中国で反日デモ、日本を批難するネットでの書き込み、それに対して日本でも、反中デモ、中国に対する批難、一部のブログなどで、中国に対して戦前の侮蔑的な呼称を用いて批難する記事がありますが、日本人の私が見ても不愉快です。双方、感情的になって、どんどん批難合戦がエスカレートするのはさけたい所です。
日本政府の対応を軟弱だと批判するムキもおられますが、私はアレで良いと考えます。
尖閣諸島の問題は、冷静の論理的に対応すれば良いです。これは竹島問題でも同じです。この問題は韓国の方が大変、感情的になってなっています。カッカしている相手に、強硬な姿勢をとるのは愚の骨頂です。

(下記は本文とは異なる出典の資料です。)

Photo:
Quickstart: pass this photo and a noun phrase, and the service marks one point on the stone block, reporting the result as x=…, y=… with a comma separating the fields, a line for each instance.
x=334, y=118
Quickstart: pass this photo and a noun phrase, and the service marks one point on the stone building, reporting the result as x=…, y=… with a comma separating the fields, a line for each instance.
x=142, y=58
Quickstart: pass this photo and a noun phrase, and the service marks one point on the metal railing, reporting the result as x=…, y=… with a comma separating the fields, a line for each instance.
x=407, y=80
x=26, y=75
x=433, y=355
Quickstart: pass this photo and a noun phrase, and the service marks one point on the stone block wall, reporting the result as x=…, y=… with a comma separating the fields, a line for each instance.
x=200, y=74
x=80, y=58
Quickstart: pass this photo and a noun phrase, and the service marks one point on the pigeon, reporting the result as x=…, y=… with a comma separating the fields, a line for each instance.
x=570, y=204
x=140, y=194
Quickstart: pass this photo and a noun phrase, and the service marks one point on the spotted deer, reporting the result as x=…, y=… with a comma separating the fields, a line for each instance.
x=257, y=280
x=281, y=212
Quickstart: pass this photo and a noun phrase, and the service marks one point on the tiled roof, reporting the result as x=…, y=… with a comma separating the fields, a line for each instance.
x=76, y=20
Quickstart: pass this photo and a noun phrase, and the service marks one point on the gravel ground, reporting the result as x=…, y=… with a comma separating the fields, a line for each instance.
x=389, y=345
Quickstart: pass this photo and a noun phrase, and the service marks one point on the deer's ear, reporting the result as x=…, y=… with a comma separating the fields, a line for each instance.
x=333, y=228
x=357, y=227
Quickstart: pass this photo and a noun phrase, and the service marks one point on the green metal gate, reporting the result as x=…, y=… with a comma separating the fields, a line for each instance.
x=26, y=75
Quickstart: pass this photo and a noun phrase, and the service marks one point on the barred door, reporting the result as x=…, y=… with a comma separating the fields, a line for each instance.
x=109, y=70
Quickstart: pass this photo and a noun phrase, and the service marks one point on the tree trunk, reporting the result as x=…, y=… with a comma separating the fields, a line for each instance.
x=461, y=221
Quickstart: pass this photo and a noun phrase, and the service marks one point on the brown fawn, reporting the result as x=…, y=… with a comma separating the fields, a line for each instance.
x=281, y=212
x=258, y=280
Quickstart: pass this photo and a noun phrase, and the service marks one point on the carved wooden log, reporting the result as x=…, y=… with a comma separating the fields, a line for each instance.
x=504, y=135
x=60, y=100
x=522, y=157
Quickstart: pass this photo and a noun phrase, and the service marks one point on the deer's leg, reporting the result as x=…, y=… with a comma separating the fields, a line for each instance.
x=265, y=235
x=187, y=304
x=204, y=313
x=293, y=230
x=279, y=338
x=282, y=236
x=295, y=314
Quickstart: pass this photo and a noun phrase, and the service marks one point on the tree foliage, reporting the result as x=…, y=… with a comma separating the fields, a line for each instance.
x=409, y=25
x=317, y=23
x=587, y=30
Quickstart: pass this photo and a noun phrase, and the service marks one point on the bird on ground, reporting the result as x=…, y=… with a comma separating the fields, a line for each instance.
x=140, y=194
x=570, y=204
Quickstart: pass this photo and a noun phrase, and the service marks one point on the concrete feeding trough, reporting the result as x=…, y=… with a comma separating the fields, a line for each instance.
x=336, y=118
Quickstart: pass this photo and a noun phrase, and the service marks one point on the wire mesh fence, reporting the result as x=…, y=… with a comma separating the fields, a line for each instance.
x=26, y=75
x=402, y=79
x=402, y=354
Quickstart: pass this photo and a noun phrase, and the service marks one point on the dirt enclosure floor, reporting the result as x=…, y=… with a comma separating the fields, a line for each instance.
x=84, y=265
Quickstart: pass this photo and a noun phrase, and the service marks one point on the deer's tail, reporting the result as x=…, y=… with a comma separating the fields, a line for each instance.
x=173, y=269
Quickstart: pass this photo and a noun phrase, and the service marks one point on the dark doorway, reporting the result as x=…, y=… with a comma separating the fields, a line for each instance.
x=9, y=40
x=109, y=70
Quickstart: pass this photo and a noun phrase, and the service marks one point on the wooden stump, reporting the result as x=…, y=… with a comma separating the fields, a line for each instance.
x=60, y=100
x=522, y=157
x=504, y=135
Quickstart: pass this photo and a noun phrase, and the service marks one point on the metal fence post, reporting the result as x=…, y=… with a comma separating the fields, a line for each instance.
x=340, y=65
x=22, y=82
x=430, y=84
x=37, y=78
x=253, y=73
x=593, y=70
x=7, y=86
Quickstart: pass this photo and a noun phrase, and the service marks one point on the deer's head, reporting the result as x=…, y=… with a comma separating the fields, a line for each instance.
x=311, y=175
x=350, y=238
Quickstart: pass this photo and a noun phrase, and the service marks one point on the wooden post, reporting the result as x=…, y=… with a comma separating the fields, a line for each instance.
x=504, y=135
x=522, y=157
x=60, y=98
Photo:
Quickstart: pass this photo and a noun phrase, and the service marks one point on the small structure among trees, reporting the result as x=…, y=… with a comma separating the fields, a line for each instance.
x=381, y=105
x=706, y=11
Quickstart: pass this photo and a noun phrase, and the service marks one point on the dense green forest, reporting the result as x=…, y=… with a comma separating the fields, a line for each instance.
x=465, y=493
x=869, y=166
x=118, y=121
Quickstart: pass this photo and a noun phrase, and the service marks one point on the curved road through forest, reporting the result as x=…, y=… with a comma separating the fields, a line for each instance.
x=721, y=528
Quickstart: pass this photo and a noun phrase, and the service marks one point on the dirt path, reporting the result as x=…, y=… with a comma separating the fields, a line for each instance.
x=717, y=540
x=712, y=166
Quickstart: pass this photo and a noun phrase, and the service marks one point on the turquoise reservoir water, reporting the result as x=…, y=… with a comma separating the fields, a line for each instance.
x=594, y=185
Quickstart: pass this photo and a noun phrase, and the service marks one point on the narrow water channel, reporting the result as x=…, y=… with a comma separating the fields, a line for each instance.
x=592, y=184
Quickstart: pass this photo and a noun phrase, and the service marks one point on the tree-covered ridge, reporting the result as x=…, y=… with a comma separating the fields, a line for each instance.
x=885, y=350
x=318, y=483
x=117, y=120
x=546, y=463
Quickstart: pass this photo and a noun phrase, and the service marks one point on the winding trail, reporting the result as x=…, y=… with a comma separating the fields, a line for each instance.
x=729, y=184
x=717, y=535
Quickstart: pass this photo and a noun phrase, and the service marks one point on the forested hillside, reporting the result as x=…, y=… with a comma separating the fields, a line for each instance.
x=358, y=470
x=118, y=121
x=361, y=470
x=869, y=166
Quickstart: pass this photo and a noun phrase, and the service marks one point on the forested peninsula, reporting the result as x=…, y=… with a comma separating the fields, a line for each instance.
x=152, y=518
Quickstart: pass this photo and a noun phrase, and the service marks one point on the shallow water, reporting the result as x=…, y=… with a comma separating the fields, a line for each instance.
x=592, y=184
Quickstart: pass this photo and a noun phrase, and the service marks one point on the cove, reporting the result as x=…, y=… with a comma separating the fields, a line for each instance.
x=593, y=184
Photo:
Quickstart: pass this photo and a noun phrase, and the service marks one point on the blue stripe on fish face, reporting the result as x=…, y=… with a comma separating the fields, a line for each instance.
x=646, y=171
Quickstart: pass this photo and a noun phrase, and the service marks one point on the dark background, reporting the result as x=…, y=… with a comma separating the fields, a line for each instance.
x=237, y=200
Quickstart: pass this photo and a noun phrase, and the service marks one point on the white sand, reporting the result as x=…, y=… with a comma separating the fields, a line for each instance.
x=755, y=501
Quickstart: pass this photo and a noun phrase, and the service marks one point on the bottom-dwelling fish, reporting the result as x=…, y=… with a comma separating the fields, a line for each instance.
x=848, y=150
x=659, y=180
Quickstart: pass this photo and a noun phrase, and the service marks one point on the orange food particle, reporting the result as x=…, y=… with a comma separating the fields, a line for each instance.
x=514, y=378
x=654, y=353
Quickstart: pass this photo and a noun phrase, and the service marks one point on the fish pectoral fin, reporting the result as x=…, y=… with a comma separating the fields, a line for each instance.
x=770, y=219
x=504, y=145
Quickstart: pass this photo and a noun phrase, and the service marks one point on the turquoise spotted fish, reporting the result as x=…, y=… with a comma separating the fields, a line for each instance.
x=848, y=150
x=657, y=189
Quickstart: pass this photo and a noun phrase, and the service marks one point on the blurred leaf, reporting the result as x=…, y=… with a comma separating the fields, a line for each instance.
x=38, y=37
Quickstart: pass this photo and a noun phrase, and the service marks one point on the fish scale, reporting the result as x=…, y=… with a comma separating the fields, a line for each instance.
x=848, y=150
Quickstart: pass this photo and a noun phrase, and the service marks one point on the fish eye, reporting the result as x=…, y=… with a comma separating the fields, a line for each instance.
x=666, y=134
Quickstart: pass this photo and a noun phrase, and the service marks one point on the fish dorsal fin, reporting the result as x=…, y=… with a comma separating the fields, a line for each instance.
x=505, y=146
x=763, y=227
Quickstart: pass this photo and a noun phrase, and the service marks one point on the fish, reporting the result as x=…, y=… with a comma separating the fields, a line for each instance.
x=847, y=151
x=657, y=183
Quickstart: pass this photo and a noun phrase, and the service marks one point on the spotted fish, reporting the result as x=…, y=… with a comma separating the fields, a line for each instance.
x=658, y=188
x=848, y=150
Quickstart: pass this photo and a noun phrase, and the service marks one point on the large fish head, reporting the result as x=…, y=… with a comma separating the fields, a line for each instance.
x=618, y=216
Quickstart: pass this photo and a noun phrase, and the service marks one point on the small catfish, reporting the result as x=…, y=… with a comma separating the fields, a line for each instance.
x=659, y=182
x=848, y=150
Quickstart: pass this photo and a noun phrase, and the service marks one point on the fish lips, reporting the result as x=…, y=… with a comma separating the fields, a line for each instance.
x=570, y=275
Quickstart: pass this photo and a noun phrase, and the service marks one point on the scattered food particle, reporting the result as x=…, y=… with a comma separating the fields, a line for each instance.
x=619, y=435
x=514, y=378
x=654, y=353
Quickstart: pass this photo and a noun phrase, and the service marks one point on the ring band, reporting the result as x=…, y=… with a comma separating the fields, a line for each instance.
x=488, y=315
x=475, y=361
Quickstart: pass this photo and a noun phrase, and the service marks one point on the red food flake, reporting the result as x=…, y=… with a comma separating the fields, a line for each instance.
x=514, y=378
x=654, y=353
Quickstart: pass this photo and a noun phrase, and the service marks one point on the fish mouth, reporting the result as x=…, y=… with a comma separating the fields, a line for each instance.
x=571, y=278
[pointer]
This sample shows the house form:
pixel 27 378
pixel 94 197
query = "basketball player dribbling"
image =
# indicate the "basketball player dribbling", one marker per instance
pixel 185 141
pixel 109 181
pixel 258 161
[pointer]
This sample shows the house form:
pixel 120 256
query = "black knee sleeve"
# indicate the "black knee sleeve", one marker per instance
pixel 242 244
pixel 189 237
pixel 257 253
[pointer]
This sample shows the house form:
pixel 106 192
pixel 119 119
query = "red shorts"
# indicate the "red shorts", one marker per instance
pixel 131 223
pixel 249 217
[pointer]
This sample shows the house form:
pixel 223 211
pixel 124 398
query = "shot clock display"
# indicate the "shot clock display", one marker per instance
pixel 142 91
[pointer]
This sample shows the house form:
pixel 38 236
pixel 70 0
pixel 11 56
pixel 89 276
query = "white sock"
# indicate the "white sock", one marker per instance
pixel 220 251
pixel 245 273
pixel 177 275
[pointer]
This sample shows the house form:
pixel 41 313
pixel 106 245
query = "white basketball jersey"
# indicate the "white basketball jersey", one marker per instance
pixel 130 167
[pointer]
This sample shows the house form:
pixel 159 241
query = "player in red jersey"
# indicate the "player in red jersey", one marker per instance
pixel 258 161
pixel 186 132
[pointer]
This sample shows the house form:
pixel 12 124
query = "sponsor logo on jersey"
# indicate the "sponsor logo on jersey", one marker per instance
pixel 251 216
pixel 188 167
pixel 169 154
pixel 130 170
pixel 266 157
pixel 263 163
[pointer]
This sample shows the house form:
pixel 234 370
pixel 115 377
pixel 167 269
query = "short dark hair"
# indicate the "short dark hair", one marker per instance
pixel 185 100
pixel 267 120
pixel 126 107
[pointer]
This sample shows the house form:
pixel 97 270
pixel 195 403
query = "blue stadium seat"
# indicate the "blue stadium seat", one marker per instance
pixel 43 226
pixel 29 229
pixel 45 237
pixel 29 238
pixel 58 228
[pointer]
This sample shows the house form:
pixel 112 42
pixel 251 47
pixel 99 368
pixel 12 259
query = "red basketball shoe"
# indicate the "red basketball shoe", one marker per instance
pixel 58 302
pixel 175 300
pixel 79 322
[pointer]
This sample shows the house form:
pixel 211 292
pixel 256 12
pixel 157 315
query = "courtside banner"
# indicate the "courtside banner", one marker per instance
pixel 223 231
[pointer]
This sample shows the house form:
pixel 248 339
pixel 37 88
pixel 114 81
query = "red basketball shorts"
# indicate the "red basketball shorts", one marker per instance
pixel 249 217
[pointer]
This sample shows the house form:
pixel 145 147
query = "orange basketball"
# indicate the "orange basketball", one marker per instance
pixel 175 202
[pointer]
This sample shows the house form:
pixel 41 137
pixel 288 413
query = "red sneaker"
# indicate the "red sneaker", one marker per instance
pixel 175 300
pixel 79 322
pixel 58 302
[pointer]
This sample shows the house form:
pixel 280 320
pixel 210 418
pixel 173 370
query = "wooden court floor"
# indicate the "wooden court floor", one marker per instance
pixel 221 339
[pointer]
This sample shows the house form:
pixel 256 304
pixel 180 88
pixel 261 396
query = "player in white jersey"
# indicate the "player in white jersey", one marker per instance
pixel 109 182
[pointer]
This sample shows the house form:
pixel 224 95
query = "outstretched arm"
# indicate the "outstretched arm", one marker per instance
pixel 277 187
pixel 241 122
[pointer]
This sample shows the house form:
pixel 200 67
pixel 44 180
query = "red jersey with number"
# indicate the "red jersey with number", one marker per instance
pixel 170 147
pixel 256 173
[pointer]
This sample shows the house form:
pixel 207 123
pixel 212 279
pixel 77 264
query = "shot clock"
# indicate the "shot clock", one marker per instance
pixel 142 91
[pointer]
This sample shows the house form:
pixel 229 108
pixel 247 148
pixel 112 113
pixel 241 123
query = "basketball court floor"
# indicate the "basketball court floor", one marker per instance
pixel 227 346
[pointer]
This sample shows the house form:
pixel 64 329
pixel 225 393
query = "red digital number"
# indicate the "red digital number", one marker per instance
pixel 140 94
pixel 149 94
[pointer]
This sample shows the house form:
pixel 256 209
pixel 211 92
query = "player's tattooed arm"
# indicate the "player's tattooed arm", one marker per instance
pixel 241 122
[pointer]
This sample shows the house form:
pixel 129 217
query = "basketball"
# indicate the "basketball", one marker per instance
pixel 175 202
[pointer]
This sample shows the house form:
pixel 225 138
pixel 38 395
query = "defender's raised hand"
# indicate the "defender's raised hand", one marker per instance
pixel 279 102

日本、中国、韓国、こういう問題では、日本人が一番大人ですね。
私は神戸ですから、中華街があります。きのうも中華街を散歩したのですが、平和なものです。観光客がそぞろ歩き、お土産物屋の華僑の人が、ニコニコと店頭に立っています。
これが逆だったらどうでしょう。中国に日本人街があって、その日本人街は昨日の中華街のような平和な雰囲気でしょうか。
PS
巨人VS中日の蛇足シリーズ。影ながら巨人を応援しています。私、落合野球は嫌いです。落合野球にはロマンがありません。
原さん、落合をやっつけてください。
ネット上の一方向からだけの情報にしか触れず、というご指摘は、逆に「テレビ・新聞上の一方向からだけの情報」と置き換えることも可能です。当然ながら我が国のテレビ・新聞と、ポータルサイトや他国の報道機関、各通信社のネット記事、それを閲覧してのブログ等の反応には余りにも差があります。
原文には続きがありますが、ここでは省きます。